PMSL....trust Stu to put a dampener on the chockie. I feel heaps better but my energy levels are ZERO....I was meant to try a run today but it's raining and to be honest I just can't be bothered. This always happens when I have a break, now I am going to struggle to get motivated again. AAAGGGGHHHHHHH.
I was mean to do an at home workout yesterday too but Anna & I spent most of the day out window shopping and I ran out of time. It was my first day out in 5 days and I had a great time looking at shoes & lingerie.....two things I love but can't afford so I tease myself by looking.
I am quite worried about my attitude towards running. WHile I am doing it consistantly I LOVE it but whenever I am forced to take time off due to illness or injury I have alot of trouble getting motivated to get back into it.
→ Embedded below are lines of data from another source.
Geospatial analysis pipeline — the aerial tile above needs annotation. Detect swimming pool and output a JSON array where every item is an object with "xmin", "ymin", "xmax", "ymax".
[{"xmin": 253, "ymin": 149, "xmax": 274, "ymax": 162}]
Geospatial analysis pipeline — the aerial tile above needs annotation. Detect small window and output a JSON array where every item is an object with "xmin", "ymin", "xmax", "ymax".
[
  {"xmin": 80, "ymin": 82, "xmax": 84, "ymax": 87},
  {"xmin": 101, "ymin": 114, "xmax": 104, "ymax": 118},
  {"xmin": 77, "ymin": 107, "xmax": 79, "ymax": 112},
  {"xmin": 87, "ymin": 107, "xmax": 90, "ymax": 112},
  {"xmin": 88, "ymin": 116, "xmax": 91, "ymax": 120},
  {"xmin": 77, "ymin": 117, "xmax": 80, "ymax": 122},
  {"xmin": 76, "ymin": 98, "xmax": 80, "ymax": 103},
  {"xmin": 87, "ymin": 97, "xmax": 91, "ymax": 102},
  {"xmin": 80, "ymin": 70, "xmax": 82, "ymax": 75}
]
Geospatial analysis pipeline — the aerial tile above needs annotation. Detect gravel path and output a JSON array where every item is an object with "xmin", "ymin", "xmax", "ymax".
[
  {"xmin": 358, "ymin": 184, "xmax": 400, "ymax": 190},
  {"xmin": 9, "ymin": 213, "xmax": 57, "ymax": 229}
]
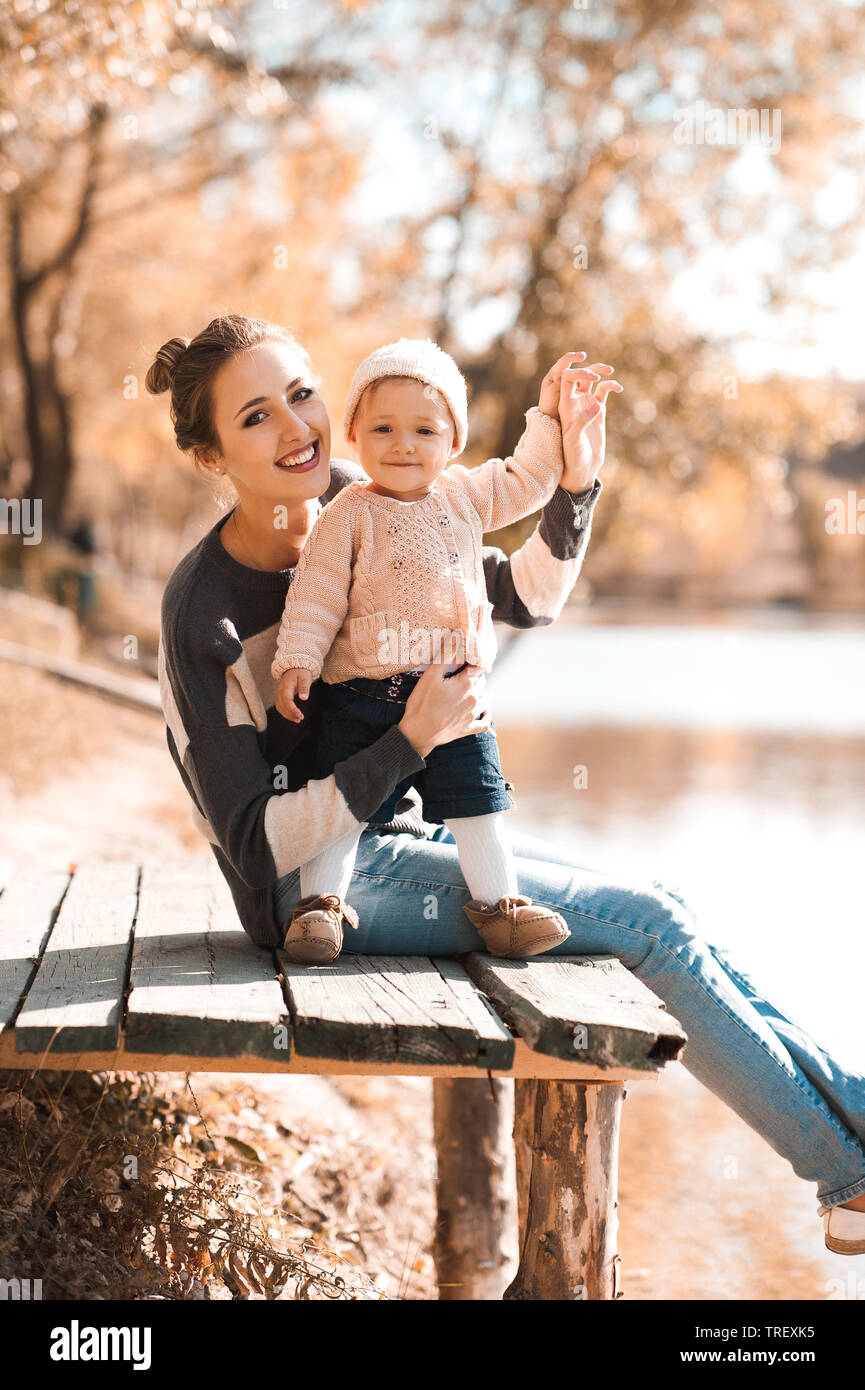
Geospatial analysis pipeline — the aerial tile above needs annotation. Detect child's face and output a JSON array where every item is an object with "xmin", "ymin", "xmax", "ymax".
[{"xmin": 351, "ymin": 377, "xmax": 456, "ymax": 501}]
I even sometimes wonder why I even bother, like I am kidding myself anyway and I am a bit of a bloody joke. Then again I think I was starting to make progress and actually improve and the last couple of weeks before I got sick were my best and I was really enjoying it.
I'm just so tired and can't be bothered. I am feeling very nesty at the moment. I am really enjoying playing with Poppy and trying to spend more quality time with the hubby. Ill be honest with you guys.....it's after 3pm and I am still in my PJ's. A large part of me is feeling very guilty and a little depressed about not getting out and running but another part of me just can't be bothered and doesn't want to.
I do always manage to pull myself out of these ruts and this time wont be any different......I just have to do it.